Cardinality Estimation Summary#

  • Cardinality estimation is rough and can make many mistakes.

  • Often, we do not care for the errors:

    • The big errors may apply to rarely queried values, then they have little impact.

    • The actual numbers are not important. Query optimization is about comparing magnitude of different plans.

      As long as the estimates reflect the ordering with respect to cost, then they are still useful.

  • In case we care about the errors, use more sophisticated statistics but keep them up to date for most effect.

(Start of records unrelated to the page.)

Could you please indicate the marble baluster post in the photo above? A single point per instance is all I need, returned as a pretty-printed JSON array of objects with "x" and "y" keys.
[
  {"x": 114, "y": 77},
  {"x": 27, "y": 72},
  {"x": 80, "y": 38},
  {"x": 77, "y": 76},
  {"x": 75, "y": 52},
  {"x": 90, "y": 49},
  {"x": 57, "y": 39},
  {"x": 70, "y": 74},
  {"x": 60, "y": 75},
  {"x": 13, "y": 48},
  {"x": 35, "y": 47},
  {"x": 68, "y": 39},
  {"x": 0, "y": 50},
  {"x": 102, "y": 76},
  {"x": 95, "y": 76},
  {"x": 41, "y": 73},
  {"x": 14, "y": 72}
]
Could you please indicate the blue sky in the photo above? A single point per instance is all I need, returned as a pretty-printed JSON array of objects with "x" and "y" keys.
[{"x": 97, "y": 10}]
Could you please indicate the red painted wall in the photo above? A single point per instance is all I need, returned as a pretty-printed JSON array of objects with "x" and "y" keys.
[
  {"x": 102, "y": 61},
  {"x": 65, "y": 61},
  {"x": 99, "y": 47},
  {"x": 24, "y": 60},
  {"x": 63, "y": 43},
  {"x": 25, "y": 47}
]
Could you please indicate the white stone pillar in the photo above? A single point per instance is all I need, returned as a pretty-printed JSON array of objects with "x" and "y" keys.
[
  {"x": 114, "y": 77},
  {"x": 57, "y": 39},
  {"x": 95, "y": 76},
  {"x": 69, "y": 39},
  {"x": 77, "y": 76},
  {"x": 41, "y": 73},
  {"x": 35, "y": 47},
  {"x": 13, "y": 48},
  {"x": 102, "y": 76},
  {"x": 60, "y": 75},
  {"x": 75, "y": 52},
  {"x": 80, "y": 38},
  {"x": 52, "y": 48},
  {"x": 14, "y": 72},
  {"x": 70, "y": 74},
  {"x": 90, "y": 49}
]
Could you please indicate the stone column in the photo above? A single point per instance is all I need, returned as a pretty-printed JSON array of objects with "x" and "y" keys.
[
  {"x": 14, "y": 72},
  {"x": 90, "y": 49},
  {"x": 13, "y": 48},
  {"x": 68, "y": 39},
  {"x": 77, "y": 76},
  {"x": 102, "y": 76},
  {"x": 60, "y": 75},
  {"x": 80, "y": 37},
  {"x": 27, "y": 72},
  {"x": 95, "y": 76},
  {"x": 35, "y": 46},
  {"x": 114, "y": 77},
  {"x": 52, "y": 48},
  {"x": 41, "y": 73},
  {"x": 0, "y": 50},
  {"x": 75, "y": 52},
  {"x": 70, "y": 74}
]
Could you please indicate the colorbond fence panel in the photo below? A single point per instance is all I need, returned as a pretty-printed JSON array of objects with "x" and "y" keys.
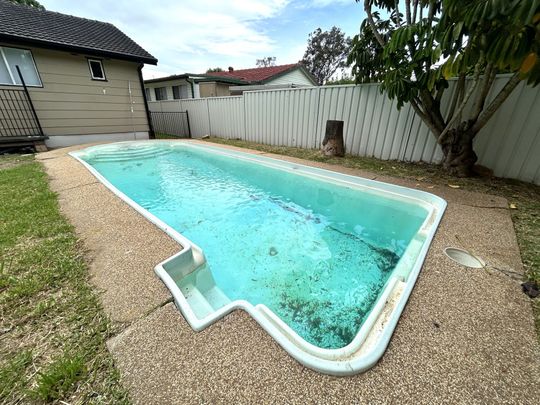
[{"x": 373, "y": 126}]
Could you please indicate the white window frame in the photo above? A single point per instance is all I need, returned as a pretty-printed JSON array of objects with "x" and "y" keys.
[
  {"x": 104, "y": 78},
  {"x": 12, "y": 74}
]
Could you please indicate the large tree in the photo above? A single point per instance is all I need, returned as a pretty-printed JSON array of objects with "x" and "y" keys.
[
  {"x": 413, "y": 47},
  {"x": 326, "y": 53},
  {"x": 31, "y": 3}
]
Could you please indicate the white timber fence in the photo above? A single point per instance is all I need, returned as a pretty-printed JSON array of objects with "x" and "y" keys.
[{"x": 373, "y": 126}]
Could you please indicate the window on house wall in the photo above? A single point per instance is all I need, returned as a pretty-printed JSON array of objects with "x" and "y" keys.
[
  {"x": 161, "y": 93},
  {"x": 96, "y": 69},
  {"x": 180, "y": 92},
  {"x": 10, "y": 58}
]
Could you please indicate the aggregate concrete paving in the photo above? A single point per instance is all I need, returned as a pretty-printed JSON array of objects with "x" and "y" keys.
[{"x": 465, "y": 336}]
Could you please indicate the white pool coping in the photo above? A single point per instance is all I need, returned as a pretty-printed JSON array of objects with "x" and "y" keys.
[{"x": 375, "y": 333}]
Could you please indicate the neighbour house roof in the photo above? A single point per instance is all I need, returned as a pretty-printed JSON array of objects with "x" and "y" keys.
[
  {"x": 196, "y": 78},
  {"x": 47, "y": 29},
  {"x": 242, "y": 76},
  {"x": 262, "y": 74}
]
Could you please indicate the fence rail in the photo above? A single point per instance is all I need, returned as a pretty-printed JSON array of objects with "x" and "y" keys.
[
  {"x": 17, "y": 117},
  {"x": 171, "y": 123},
  {"x": 509, "y": 144}
]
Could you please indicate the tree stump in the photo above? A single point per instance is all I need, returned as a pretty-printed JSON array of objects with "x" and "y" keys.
[{"x": 333, "y": 144}]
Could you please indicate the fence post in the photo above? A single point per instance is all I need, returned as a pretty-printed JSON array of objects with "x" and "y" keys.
[
  {"x": 209, "y": 122},
  {"x": 29, "y": 100},
  {"x": 189, "y": 127}
]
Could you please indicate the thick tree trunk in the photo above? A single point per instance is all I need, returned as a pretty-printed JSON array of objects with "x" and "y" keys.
[
  {"x": 333, "y": 144},
  {"x": 459, "y": 156}
]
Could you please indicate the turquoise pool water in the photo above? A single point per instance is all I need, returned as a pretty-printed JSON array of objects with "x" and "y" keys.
[{"x": 316, "y": 253}]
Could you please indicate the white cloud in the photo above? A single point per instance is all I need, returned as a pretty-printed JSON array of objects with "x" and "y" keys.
[{"x": 187, "y": 35}]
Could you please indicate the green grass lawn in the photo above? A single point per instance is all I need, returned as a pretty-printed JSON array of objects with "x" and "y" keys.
[
  {"x": 525, "y": 197},
  {"x": 52, "y": 327}
]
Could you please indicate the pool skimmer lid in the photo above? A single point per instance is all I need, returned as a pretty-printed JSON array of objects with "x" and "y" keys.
[{"x": 464, "y": 258}]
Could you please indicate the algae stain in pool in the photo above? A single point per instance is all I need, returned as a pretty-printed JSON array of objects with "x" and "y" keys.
[{"x": 315, "y": 253}]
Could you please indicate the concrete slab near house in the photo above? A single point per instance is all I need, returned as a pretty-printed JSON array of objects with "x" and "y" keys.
[{"x": 466, "y": 336}]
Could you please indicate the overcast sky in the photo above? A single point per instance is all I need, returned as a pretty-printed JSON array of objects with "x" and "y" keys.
[{"x": 194, "y": 35}]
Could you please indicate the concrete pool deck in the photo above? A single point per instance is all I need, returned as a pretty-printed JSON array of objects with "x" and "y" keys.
[{"x": 465, "y": 336}]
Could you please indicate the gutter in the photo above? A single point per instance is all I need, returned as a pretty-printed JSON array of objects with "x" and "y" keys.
[
  {"x": 76, "y": 49},
  {"x": 191, "y": 82},
  {"x": 151, "y": 133}
]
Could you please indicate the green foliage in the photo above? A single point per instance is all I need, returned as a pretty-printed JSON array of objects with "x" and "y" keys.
[
  {"x": 12, "y": 373},
  {"x": 366, "y": 56},
  {"x": 326, "y": 53},
  {"x": 505, "y": 33},
  {"x": 449, "y": 38},
  {"x": 30, "y": 3},
  {"x": 59, "y": 378},
  {"x": 53, "y": 328}
]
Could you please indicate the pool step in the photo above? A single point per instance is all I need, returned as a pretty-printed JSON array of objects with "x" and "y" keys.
[
  {"x": 129, "y": 154},
  {"x": 204, "y": 304}
]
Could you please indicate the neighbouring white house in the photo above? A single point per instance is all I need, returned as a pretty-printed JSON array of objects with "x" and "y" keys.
[{"x": 227, "y": 83}]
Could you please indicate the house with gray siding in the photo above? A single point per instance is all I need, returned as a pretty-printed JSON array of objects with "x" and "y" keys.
[{"x": 83, "y": 79}]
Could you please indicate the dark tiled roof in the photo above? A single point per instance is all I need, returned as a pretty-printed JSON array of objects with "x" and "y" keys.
[{"x": 60, "y": 31}]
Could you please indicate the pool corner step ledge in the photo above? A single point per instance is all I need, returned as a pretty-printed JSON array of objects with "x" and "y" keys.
[{"x": 188, "y": 277}]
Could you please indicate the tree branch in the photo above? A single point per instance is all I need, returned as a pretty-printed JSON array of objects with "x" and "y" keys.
[
  {"x": 367, "y": 9},
  {"x": 487, "y": 81},
  {"x": 431, "y": 13},
  {"x": 459, "y": 91},
  {"x": 432, "y": 109},
  {"x": 398, "y": 18},
  {"x": 408, "y": 11},
  {"x": 496, "y": 103},
  {"x": 463, "y": 103}
]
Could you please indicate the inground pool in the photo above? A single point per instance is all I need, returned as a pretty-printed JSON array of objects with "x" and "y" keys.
[{"x": 323, "y": 261}]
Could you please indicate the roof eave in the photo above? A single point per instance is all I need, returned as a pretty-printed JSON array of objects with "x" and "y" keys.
[
  {"x": 284, "y": 72},
  {"x": 71, "y": 48}
]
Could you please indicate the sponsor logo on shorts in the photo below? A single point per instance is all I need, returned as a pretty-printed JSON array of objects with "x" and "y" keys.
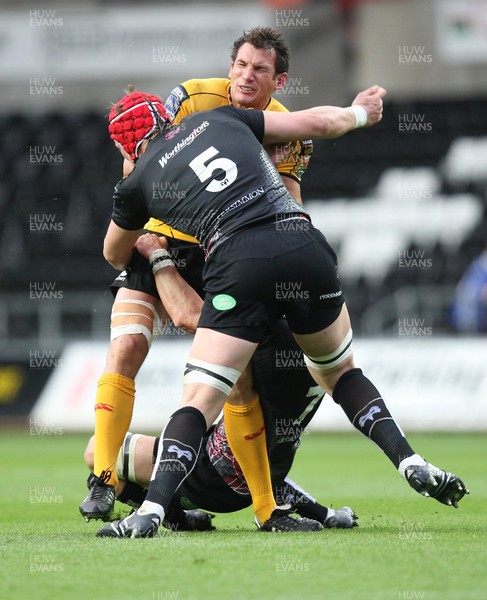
[
  {"x": 332, "y": 295},
  {"x": 223, "y": 302}
]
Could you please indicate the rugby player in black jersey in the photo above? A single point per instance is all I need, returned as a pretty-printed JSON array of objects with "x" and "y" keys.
[
  {"x": 258, "y": 243},
  {"x": 289, "y": 398}
]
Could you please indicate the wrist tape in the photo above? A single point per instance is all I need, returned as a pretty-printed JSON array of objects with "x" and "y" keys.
[
  {"x": 360, "y": 115},
  {"x": 160, "y": 259}
]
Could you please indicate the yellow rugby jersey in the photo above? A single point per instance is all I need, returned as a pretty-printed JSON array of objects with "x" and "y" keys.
[{"x": 196, "y": 95}]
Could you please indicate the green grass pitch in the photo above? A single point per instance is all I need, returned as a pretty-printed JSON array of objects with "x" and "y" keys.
[{"x": 406, "y": 546}]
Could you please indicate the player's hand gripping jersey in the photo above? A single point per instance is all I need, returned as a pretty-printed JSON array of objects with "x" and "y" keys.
[{"x": 197, "y": 95}]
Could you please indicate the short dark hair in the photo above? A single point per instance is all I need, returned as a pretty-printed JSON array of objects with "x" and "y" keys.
[{"x": 268, "y": 39}]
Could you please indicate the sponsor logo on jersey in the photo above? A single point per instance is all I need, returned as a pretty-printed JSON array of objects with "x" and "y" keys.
[
  {"x": 186, "y": 453},
  {"x": 223, "y": 302},
  {"x": 102, "y": 406},
  {"x": 369, "y": 416}
]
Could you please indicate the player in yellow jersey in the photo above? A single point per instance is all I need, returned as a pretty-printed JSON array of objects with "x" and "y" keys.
[{"x": 259, "y": 65}]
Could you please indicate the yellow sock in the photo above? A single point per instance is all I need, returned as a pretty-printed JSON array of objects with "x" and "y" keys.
[
  {"x": 113, "y": 412},
  {"x": 245, "y": 429}
]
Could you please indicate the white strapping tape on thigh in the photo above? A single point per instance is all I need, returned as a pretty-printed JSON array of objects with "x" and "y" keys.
[
  {"x": 116, "y": 332},
  {"x": 200, "y": 371},
  {"x": 133, "y": 328},
  {"x": 329, "y": 361},
  {"x": 126, "y": 458}
]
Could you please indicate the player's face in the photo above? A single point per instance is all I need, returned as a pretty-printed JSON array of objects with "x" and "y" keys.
[{"x": 253, "y": 77}]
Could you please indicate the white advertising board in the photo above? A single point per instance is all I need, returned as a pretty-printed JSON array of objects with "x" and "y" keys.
[{"x": 430, "y": 384}]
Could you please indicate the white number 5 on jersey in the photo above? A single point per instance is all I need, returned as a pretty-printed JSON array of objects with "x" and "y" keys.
[{"x": 205, "y": 172}]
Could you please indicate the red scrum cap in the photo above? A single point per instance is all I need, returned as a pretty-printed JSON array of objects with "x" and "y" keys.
[{"x": 135, "y": 118}]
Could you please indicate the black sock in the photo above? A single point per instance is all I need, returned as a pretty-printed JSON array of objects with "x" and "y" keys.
[
  {"x": 179, "y": 448},
  {"x": 367, "y": 411}
]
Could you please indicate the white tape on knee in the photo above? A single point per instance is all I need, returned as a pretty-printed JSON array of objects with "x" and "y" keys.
[
  {"x": 329, "y": 361},
  {"x": 217, "y": 376},
  {"x": 126, "y": 458}
]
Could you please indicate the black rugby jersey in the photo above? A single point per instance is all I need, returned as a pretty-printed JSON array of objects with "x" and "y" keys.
[{"x": 208, "y": 177}]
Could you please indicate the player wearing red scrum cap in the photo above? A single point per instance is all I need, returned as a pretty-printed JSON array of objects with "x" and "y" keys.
[{"x": 235, "y": 203}]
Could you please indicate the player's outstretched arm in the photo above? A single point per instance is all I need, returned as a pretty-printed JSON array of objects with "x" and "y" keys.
[
  {"x": 432, "y": 482},
  {"x": 325, "y": 121}
]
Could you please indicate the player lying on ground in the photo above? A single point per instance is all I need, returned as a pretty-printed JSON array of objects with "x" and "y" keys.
[
  {"x": 289, "y": 399},
  {"x": 256, "y": 239}
]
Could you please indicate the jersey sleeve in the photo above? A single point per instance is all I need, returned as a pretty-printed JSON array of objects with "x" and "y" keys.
[
  {"x": 175, "y": 103},
  {"x": 129, "y": 207},
  {"x": 254, "y": 119}
]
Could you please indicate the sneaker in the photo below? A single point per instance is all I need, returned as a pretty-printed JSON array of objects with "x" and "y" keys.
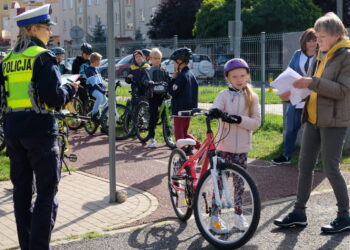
[
  {"x": 152, "y": 143},
  {"x": 281, "y": 160},
  {"x": 217, "y": 225},
  {"x": 295, "y": 218},
  {"x": 340, "y": 224},
  {"x": 241, "y": 222}
]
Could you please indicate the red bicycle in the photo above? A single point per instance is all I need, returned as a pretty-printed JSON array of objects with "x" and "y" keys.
[{"x": 224, "y": 197}]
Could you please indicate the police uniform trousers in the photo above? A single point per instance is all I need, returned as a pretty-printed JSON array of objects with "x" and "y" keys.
[{"x": 34, "y": 165}]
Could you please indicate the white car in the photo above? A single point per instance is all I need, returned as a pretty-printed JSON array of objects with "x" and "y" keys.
[{"x": 200, "y": 65}]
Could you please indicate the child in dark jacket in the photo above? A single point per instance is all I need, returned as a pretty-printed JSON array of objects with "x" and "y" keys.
[
  {"x": 136, "y": 73},
  {"x": 184, "y": 91},
  {"x": 155, "y": 74},
  {"x": 95, "y": 85}
]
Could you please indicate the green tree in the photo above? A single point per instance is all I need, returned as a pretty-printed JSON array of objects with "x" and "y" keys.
[
  {"x": 173, "y": 17},
  {"x": 272, "y": 16},
  {"x": 98, "y": 33}
]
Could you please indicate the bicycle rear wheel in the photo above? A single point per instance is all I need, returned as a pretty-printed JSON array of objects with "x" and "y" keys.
[
  {"x": 181, "y": 191},
  {"x": 220, "y": 226},
  {"x": 142, "y": 121},
  {"x": 75, "y": 106},
  {"x": 123, "y": 122}
]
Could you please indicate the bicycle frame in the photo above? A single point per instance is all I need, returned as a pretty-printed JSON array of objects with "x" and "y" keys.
[{"x": 207, "y": 148}]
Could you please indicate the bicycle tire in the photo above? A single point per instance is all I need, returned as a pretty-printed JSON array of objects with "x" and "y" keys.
[
  {"x": 168, "y": 131},
  {"x": 142, "y": 121},
  {"x": 122, "y": 130},
  {"x": 251, "y": 205},
  {"x": 75, "y": 106},
  {"x": 173, "y": 165},
  {"x": 90, "y": 126}
]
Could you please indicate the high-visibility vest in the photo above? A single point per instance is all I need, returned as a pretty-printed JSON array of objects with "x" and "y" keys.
[{"x": 17, "y": 69}]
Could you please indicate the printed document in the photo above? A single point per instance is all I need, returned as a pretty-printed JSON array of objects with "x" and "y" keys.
[{"x": 284, "y": 83}]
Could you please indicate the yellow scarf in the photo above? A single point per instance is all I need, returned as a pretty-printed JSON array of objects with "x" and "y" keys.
[{"x": 312, "y": 103}]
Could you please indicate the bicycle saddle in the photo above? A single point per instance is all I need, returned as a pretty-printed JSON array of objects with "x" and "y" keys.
[{"x": 184, "y": 142}]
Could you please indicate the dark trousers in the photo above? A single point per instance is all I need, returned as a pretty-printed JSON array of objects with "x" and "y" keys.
[
  {"x": 154, "y": 104},
  {"x": 329, "y": 141},
  {"x": 181, "y": 125},
  {"x": 40, "y": 156},
  {"x": 292, "y": 127}
]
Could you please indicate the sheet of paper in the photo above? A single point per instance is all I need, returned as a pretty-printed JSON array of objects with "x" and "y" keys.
[
  {"x": 67, "y": 78},
  {"x": 283, "y": 83}
]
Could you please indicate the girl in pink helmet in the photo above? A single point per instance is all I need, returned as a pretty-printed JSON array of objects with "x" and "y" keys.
[{"x": 235, "y": 139}]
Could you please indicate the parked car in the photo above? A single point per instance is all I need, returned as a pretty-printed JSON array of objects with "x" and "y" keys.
[{"x": 200, "y": 65}]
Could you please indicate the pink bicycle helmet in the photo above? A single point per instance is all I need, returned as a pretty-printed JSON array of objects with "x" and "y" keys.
[{"x": 235, "y": 63}]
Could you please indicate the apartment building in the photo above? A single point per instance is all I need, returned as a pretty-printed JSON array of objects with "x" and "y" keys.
[{"x": 129, "y": 17}]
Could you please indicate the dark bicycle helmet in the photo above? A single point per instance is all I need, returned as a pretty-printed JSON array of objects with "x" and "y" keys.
[
  {"x": 183, "y": 54},
  {"x": 58, "y": 50},
  {"x": 146, "y": 52},
  {"x": 86, "y": 48}
]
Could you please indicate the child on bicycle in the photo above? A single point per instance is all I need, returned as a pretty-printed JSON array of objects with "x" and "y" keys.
[
  {"x": 156, "y": 94},
  {"x": 234, "y": 136},
  {"x": 183, "y": 88},
  {"x": 95, "y": 86}
]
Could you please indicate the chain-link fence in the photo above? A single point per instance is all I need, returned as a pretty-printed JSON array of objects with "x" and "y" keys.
[{"x": 262, "y": 52}]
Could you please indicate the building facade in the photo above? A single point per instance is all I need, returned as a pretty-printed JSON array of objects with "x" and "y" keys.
[{"x": 130, "y": 17}]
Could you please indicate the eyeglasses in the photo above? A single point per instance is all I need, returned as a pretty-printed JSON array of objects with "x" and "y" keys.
[{"x": 48, "y": 28}]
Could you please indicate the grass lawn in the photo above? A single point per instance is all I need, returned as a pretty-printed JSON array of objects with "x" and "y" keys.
[
  {"x": 4, "y": 167},
  {"x": 207, "y": 94}
]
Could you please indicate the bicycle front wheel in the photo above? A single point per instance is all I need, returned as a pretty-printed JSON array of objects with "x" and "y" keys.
[
  {"x": 180, "y": 189},
  {"x": 233, "y": 223},
  {"x": 123, "y": 122},
  {"x": 142, "y": 121}
]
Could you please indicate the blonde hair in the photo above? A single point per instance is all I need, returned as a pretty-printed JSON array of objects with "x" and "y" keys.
[
  {"x": 331, "y": 24},
  {"x": 95, "y": 57},
  {"x": 156, "y": 52},
  {"x": 306, "y": 36}
]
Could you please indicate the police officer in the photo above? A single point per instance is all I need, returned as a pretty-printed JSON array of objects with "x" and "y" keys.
[
  {"x": 33, "y": 89},
  {"x": 60, "y": 53}
]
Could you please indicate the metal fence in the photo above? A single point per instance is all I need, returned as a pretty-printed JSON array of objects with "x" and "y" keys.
[{"x": 262, "y": 52}]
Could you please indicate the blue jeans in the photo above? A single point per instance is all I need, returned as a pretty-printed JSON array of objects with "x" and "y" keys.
[
  {"x": 101, "y": 100},
  {"x": 292, "y": 127}
]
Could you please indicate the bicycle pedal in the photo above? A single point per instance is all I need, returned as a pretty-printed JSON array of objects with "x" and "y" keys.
[
  {"x": 178, "y": 177},
  {"x": 72, "y": 157}
]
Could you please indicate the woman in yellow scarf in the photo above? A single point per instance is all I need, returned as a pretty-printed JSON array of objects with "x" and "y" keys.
[{"x": 326, "y": 116}]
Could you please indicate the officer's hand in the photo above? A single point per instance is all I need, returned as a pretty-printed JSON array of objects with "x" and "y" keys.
[{"x": 75, "y": 85}]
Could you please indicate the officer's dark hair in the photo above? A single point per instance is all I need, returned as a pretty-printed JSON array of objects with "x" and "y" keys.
[{"x": 86, "y": 48}]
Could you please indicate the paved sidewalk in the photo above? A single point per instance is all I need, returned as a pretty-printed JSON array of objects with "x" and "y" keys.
[{"x": 83, "y": 207}]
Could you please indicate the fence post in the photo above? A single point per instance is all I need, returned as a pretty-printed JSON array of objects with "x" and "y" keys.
[
  {"x": 175, "y": 41},
  {"x": 263, "y": 69}
]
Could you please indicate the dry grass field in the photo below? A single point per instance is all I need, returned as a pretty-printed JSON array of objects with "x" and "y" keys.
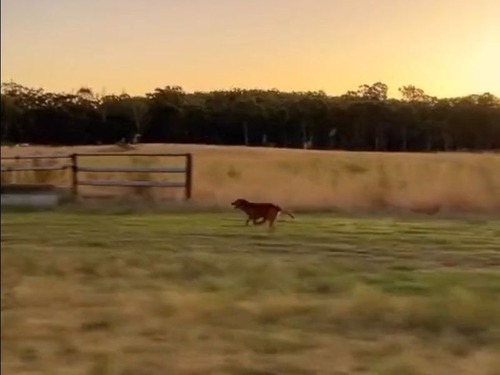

Cardinality Estimation Examples#

  • Let’s estimate the size of the following queries:

    Q1: SELECT * FROM R WHERE R.A = 5 and R.B < 10
    
    sel(R.A=5) = 1/N_DISTINCT(R.A)
    sel(R.B<10) = 1/3  (use simple heuristics)
    
    sel(Q1) = 1/(3*N_DISTINCT(R.A))
    
    exp(Q1) = TUPLES(R )/(3*N_DISTINCT(R.A))
    
    Q2: SELECT * FROM R WHERE R.C=5 AND R.D=10 AND R.E NOT LIKE 'e%';
    
    exp(Q2) = 2/ (N_DISTINCT(R.C)*N_DISTINCT(R.D)*3)
    

    Note that the selectivity of NOT LIKE is estimated to be 1-1/3=2/3.

  • Joins:

    Q3: SELECT * FROM R,S WHERE R.A=S.B
    
    exp(Q3) = (TUPLES(R )*TUPLES(S)) / max(N_DISTINCT(R.A), N_DISTINCT(S.B))
    
    Q4: SELECT * FROM S,T WHERE S.X<T.Y AND T.Z=5
    
    exp(Q4) = (TUPLES(S)*TUPLES(T)) / (3*N_DISTINCT(T.Z))
    

    Note that the join selectivity is assumed to be 1/3 due to the inequality.

Index Selectivity#

  • Index selectivity is an important measure of usefulness of indices

  • The index selectivity for a selection query is the portion of the query that is answered by the index

  • Note that overall the cost of the index use must be used in understanding how useful an index is

  • Example:

    SELECT * FROM R WHERE R.A=5 AND R.B=5 AND R.C>3
    
    Index I1 on R(A,B) will be used for R.A=5 AND R.B=5 which are
    potentially selective conditions (depending on the number of
    distinct values for R.A and R.B)
    
    Index I2 on R(D,A,B) has the same selectivity as I1, but we will
    need to scan the whole leaf level to find these tuples
    
    Index I3 on R(C,B) is potentially less selective as the only
    conditions R.B=5 AND R.C>3 can be applied and a great deal of the
    index must be searched.
    
    You can also combine two indices: I1 and I3: Look up tuples that
    satisfy conditions supported by these indices and take their
    intersection in memory, before reading the found tuples from data
    pages.
    
  • Indices can be ordered in general for their selectivity and usefulness

    • The most useful index for any query is generall a clustered index. A clustered index changes the ordering of the tuples on disk based on the index. You can only create one cluster for a table and you need to reorganize the index periodically if updates are common, which is costly. Consider clusters for rarely changed relations.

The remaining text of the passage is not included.